Lalu apa hubungan tulisan saya kali ini dengan Corona membuka kenangan lama?
Sebenarnya ini dihubung-hubungkan saja.
Saat saya menulis ketikan singkat ini, saya sedang duduk di pos ronda komplek perumahan. Saat saya menuliskan tulisan ini saya sedang mendapat giliran ronda. Ini adalah ronda kali kedua, selama saya tinggal di perumahan ini. Bukan karena saya warga baru, tapi rumah ini baru saya tempati setelah sekian tahun saya beli. Kenapa baru saya tempati? Itu urusan saya.
Lalu apa hubungan Corona dengan ronda?
Sesuai arahan dari atasan, Ketua RT kami mengaktifkan kembali Siskamling yang sempat nonaktif. Demi menjaga keamanan lingkungan, baik mengamankan dari tindak kejahatan di wilayah RT dan Perumahan kami, sekaligus membatasi keluar masuknya orang luar ke wilayah kami. Ya, itu tadi meminimalisir penyebaran wabah corona juga.
Seperti yang saya sampaikan sebelumnya, tulisan ini hanya dihubung-hubungkan dengan corona saja. Kenapa begitu? Sebenarnya seperti tulisan-tulisan saya di Kalam Literasi sebelumnya, ada kenangan, ada nostalgia di bagian yang saya tulis, ada sesuatu yang menarik dalam ingatan saya. Ini sesuai dengan pesan redaktur, tulisan yang dikirim minimal menarik bagi diri si penulis sendiri. Karena ini menarik, jadi saya tulis. Kalau sudah saya tulis, tentu saya ingin orang-orang juga mengetahui dan merasakan ketertarikan saya.
Jadi begini, setiap kali saya bergadang di malam hari, pikiran saya selalu memunculkan kenangan-kenangan lama saat bersama para sahabat semasa ngaji di Madrasah As’ad dulu. Kenapa begitu? Dulu, kami sangat gemar meronda. Mungkin bahasa dulunya bukan ronda dan bukan siskamling, tapi bulis. Ya, kami dulu begitu gemar bulis malam. Bahkan saking gemarnya, hampir tiap malam bulis, hampir tiap malam ronda. Seakan ada rasa kecewa jika tidak dapat jadwal bulis. Ketika Qismul Amni akan mengumunkan, kita sudah lobi terlebih dahulu.

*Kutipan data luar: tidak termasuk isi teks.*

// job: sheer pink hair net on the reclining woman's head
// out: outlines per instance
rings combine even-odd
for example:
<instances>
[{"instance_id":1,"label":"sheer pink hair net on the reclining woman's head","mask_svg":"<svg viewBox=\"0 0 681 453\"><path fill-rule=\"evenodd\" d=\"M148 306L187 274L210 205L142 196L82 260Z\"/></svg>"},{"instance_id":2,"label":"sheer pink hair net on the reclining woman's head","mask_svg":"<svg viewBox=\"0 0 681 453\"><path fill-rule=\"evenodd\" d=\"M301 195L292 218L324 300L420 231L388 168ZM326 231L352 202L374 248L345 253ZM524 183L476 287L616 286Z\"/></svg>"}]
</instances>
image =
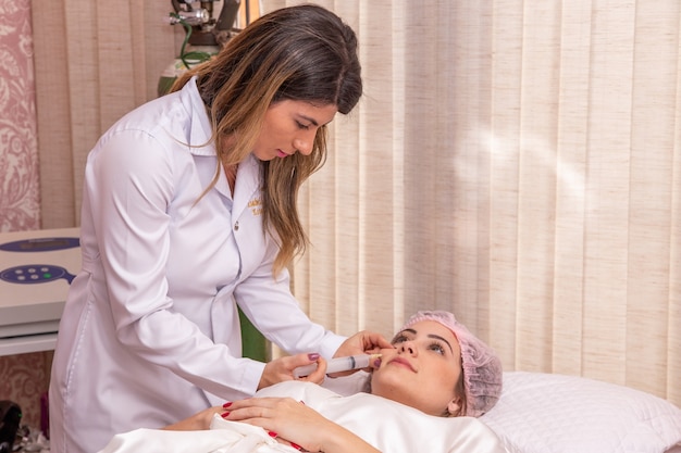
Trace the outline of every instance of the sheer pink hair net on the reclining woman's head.
<instances>
[{"instance_id":1,"label":"sheer pink hair net on the reclining woman's head","mask_svg":"<svg viewBox=\"0 0 681 453\"><path fill-rule=\"evenodd\" d=\"M445 311L420 311L403 327L422 320L434 320L454 332L461 348L466 414L479 417L490 411L502 394L502 361L482 340L475 337L454 315Z\"/></svg>"}]
</instances>

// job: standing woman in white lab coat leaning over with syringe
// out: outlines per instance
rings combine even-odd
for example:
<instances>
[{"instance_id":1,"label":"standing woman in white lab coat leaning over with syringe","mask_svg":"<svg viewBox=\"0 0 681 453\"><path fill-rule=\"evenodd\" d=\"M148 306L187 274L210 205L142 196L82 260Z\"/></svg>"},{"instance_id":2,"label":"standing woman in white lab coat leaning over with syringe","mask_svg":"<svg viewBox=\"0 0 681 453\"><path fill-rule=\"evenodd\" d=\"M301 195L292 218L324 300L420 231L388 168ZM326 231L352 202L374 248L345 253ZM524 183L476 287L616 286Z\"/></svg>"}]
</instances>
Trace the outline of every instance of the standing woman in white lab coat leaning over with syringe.
<instances>
[{"instance_id":1,"label":"standing woman in white lab coat leaning over with syringe","mask_svg":"<svg viewBox=\"0 0 681 453\"><path fill-rule=\"evenodd\" d=\"M252 395L319 355L389 347L311 323L286 270L307 241L298 188L361 95L356 48L320 7L275 11L97 142L50 382L53 453ZM293 355L242 358L237 304Z\"/></svg>"}]
</instances>

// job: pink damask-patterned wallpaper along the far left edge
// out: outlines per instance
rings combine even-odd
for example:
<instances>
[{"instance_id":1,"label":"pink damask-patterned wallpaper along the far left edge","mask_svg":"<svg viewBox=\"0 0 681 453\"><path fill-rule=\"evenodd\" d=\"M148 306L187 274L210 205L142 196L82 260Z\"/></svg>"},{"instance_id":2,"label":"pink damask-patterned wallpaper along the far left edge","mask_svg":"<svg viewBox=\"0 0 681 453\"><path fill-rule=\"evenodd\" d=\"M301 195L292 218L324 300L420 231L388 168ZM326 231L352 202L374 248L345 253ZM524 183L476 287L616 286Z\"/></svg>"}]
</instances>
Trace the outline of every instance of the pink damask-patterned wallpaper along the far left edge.
<instances>
[{"instance_id":1,"label":"pink damask-patterned wallpaper along the far left edge","mask_svg":"<svg viewBox=\"0 0 681 453\"><path fill-rule=\"evenodd\" d=\"M30 0L0 0L0 231L40 228ZM51 352L0 356L0 400L40 427Z\"/></svg>"}]
</instances>

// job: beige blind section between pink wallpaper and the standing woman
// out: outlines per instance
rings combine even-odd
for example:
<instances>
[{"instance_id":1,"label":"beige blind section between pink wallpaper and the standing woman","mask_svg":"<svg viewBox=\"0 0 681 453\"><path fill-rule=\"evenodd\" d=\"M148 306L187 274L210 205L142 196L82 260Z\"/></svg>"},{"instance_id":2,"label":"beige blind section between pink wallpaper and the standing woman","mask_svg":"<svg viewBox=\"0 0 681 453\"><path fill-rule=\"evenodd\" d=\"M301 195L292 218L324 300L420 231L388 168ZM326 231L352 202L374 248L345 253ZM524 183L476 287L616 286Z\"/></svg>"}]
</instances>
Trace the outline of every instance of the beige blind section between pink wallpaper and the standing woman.
<instances>
[{"instance_id":1,"label":"beige blind section between pink wallpaper and the standing woman","mask_svg":"<svg viewBox=\"0 0 681 453\"><path fill-rule=\"evenodd\" d=\"M152 99L175 56L170 1L34 1L42 227L77 225L87 152Z\"/></svg>"}]
</instances>

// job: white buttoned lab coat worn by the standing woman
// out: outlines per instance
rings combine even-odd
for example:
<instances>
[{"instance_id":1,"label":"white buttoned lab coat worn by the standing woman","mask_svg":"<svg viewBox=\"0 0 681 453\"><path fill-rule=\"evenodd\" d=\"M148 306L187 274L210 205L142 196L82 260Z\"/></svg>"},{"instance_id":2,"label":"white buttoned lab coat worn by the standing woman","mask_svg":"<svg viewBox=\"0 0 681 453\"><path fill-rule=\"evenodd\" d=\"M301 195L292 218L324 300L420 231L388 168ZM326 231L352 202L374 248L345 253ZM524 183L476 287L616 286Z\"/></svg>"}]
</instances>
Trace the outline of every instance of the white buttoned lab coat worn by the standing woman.
<instances>
[{"instance_id":1,"label":"white buttoned lab coat worn by the standing woman","mask_svg":"<svg viewBox=\"0 0 681 453\"><path fill-rule=\"evenodd\" d=\"M50 382L53 453L95 452L116 432L158 428L255 393L264 364L240 356L234 300L290 353L331 357L344 337L313 324L276 279L260 169L239 165L234 198L209 144L196 81L125 115L88 155L83 269ZM188 144L191 144L188 146Z\"/></svg>"}]
</instances>

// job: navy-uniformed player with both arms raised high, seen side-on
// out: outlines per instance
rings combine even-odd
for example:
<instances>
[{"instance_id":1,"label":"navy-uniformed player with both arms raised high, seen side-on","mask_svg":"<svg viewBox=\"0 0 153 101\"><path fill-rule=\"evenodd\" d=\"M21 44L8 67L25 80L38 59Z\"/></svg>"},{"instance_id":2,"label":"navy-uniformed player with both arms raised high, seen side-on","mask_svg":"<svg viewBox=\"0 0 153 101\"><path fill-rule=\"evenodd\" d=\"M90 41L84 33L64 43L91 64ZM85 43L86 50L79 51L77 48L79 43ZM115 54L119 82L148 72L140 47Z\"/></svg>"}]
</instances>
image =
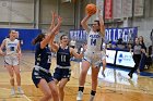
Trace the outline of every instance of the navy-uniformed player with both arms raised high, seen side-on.
<instances>
[{"instance_id":1,"label":"navy-uniformed player with both arms raised high, seen side-on","mask_svg":"<svg viewBox=\"0 0 153 101\"><path fill-rule=\"evenodd\" d=\"M59 30L61 25L61 17L58 17L58 24L55 26L56 14L52 13L52 22L48 35L40 34L34 40L36 45L35 50L35 66L32 73L32 79L37 88L44 93L40 101L49 101L51 98L54 101L59 101L57 86L49 72L51 64L51 49L48 43L52 39L52 35Z\"/></svg>"}]
</instances>

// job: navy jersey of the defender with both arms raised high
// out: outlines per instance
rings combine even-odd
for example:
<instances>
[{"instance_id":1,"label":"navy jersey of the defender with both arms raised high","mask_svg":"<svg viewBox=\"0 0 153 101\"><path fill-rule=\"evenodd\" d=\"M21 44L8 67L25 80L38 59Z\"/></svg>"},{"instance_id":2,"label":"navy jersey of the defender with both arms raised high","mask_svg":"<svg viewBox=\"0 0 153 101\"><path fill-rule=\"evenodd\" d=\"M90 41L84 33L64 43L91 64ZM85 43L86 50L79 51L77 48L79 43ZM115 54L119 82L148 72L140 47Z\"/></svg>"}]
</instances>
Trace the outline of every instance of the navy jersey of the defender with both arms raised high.
<instances>
[{"instance_id":1,"label":"navy jersey of the defender with both arms raised high","mask_svg":"<svg viewBox=\"0 0 153 101\"><path fill-rule=\"evenodd\" d=\"M35 65L49 70L51 64L51 51L47 47L40 49L40 43L36 45Z\"/></svg>"}]
</instances>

Lalu apa istimewanya bulis kala itu?
Secara rasional tingkat tinggi kalangan akademisi perguruan tinggi yang memiliki titel panjang, mungkin ini tidak ada istimewanya. Namun bagi kami, ada sesuatu yang menyenangkan saat bulis.
Apa itu?
Pertama: dapat kopi dan teh dari kantor asrama. Bahkan terkadang ada yang begitu semangat menjemput kopi dan teh di kantor. Apa tujuannya? Ya, benar. Santri putri pasti ada di kantor. Namun saya klarifikasi di sini, seingat saya, saya tidak mengambil kopi dan teh di kantor. Saya hanya menikmatinya berama teman-teman saja. Terkhusus teh, saya dulu sangat suka minum teh ketika bulis. Saking sukanya saya dengan teh, saya tuliskan beberapa puisi dengan judul dan tema teh yang termuat dalam kumpulan puisi saya “Mutiara Di Gelap Malam”. Lalu siapa yang biasa mengambil kopi dan teh di kantor? Biarkan dia tersenyum sendiri saat membaca tulisan saya ini, dan jika berkenan dia akan menunjukkan diri di kolom komentar.

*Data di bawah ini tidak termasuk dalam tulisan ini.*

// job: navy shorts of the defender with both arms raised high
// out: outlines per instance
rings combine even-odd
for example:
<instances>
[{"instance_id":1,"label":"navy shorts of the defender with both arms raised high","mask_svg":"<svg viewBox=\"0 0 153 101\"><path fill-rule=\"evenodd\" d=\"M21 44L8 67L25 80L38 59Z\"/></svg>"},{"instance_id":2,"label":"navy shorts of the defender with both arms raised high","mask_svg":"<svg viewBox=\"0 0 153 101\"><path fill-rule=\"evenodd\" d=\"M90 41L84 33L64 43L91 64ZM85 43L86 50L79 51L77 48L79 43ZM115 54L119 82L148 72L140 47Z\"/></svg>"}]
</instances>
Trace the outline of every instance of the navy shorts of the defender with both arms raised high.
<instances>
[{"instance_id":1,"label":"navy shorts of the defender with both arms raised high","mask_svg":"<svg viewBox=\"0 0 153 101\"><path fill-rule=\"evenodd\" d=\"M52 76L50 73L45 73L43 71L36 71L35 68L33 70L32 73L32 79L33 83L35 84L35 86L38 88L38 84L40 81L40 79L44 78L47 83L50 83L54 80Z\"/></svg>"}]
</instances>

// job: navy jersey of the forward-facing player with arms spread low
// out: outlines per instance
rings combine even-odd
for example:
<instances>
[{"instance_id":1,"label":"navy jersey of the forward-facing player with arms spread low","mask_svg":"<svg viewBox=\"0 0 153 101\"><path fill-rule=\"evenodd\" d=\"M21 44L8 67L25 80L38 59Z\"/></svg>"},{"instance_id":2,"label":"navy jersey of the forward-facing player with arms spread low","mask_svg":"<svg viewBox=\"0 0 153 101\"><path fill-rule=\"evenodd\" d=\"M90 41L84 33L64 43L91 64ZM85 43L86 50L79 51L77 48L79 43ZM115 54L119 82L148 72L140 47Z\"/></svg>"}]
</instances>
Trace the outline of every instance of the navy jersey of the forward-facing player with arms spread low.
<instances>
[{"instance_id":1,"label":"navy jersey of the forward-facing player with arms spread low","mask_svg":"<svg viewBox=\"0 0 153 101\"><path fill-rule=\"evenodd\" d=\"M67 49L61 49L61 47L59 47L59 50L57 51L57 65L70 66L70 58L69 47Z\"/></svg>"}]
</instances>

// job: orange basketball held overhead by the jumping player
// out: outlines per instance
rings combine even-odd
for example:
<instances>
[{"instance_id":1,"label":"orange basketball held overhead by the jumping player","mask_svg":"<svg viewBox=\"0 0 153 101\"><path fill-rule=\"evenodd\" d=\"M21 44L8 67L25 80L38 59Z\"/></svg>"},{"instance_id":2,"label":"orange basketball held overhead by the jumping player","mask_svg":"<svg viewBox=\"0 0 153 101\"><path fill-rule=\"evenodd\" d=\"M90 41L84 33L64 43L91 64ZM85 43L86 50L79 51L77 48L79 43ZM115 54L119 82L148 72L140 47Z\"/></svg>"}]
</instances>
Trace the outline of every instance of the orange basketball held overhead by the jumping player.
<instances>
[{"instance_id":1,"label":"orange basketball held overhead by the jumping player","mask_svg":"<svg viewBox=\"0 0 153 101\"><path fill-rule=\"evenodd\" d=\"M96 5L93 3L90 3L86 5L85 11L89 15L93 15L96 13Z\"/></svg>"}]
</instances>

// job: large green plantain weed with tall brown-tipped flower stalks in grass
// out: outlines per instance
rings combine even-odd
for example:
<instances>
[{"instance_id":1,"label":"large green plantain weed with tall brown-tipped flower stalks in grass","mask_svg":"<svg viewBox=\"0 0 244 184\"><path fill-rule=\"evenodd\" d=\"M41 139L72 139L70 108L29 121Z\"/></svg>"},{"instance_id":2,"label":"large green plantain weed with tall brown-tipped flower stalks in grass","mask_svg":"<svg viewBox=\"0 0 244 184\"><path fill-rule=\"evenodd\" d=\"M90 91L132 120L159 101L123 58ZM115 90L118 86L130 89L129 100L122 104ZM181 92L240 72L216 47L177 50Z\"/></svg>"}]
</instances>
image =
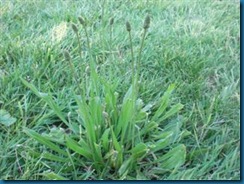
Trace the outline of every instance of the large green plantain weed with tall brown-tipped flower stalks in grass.
<instances>
[{"instance_id":1,"label":"large green plantain weed with tall brown-tipped flower stalks in grass","mask_svg":"<svg viewBox=\"0 0 244 184\"><path fill-rule=\"evenodd\" d=\"M88 84L78 80L78 74L86 72L85 69L77 72L69 52L64 51L65 61L69 63L71 75L79 89L79 95L75 92L73 94L77 103L77 122L67 121L65 113L50 93L39 92L33 84L21 78L23 84L45 101L67 129L71 130L70 133L61 132L57 141L48 133L43 135L24 128L27 135L45 145L48 150L32 150L32 155L41 157L44 163L60 164L59 170L52 170L51 167L51 170L40 174L47 179L160 179L163 174L176 172L185 162L186 148L179 144L182 123L168 121L183 108L180 103L170 106L175 85L170 85L154 104L144 104L138 97L141 55L150 17L146 17L143 25L137 59L132 44L132 26L126 22L131 49L132 82L121 103L112 84L96 70L97 63L91 53L86 20L83 17L78 20L85 33L89 54L86 69L90 72L86 81ZM112 25L113 18L109 27L110 46ZM78 27L75 24L71 26L80 40ZM81 43L79 49L80 58L84 61ZM168 126L169 123L171 126Z\"/></svg>"}]
</instances>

Kedua: kesempatan terbaik untuk ngumpul bersama kawan-kawan. Lah, bukannya di pondok kita selalu berkumpul? Benar, kita memang selalu bertemu, namun tidak ada waktu yang lebih asyik dan nikmat berkumpul bersama kawan-kawan dengan bebas bercerita, ngota lah kato orang Jambi tu. Tak terasa subuh pun menjelang.

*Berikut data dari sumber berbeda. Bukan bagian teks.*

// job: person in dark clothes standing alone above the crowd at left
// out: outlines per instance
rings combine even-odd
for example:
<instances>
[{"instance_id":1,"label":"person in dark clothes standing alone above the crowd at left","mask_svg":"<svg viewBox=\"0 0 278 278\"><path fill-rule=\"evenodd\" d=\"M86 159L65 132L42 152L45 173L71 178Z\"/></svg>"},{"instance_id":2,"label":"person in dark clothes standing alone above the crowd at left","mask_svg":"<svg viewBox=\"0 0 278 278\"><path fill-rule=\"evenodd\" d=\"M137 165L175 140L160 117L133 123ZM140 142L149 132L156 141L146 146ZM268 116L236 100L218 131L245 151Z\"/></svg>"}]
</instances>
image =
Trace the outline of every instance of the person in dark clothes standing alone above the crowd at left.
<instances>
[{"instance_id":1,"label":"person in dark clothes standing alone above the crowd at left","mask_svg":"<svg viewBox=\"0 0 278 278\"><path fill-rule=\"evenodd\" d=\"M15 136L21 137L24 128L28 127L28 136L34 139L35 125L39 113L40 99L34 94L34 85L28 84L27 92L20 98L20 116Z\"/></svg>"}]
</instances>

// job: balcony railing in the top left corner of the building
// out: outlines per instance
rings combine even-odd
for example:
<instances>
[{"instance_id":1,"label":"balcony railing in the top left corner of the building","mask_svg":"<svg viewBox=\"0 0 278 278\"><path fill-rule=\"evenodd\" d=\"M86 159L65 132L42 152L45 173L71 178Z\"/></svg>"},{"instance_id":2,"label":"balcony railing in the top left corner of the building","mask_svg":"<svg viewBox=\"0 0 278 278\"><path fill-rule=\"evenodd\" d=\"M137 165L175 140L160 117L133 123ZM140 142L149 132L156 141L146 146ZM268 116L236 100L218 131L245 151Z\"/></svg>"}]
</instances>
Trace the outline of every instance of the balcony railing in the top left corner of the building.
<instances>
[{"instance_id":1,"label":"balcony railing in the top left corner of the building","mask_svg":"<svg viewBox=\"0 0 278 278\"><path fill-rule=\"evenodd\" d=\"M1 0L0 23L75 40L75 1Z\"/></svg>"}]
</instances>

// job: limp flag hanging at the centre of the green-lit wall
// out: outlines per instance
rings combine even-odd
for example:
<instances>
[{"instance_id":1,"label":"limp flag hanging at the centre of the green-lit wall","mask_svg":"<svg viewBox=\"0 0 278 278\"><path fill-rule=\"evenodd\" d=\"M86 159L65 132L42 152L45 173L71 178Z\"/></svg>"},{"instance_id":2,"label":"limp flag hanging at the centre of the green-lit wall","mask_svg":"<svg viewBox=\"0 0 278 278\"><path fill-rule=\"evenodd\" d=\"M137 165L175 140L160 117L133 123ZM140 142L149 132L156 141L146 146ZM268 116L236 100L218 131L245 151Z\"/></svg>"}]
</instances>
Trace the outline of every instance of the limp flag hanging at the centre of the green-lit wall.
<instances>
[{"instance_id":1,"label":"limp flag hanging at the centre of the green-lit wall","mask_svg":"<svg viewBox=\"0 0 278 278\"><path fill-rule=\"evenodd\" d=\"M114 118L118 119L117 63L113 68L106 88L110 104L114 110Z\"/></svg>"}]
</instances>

Ketiga: Begadang secara legal. Jika di pondok ada jam malam, semua santri mesti tidur atau minimal berdiam diri di kamar masing-masing, maka kita-kita yang bulis merdeka untuk bergadang. Kok senang bergadang? Kalau menurut saya pribadi, kami bukan senang bergadang, tetapi mata sudah terlanjur merajuk. Saat Isya itu waktu terngantuk menurut saya, namun selesai shalat Isya kita mesti ngaji kitab kuning dulu. Paling cepat selesai ngaji jam 21.30, rata-rata 22.00 atau sepuluh malam. Pulang ngaji, lapar. Masak, terus makan tak terasa jam sebelas malam. Sah, kantuk pun merajuk. Daripada begadang sendiri di kamar lebih asyik bulis bersama teman-teman.
Keempat: menyalurkan hobi terpendam. Kita belajar dari bangun tidur sampai bangun tidur. Bahkan saat tidur pun kita belajar. Kita tidur saat belajar. Tentu ada hobi-hobi yang terbendung yang hanya bisa dilepaskan saat bulis. Di antara hobi-hobi tersebut, kita sebutkan sedikit: memancing ikan di sungai Batang Hari dengan umpan lipas atau kecoa, yang suka memasak dapat bagian memasak ikan hasil pancingan, yang suka menulis tentu tengah malam adalah waktu terbaik karena begitu banyak inspirasi bermunculan untuk dituliskan di buku diary, apalagi jika itu diary dari santri putri.
Kelima: saya rasa yang ini kita rahasiakan saja. Saya tahu, teman-teman juga sudah tahu. Ada yang jadi pelaku, ada yang jadi saksi di sini, minimal dapat otanyo be. Yang jelas bagian ini hanya dilakukan oleh mereka yang memiliki jiwa petualang dan suka memancing adrenalin.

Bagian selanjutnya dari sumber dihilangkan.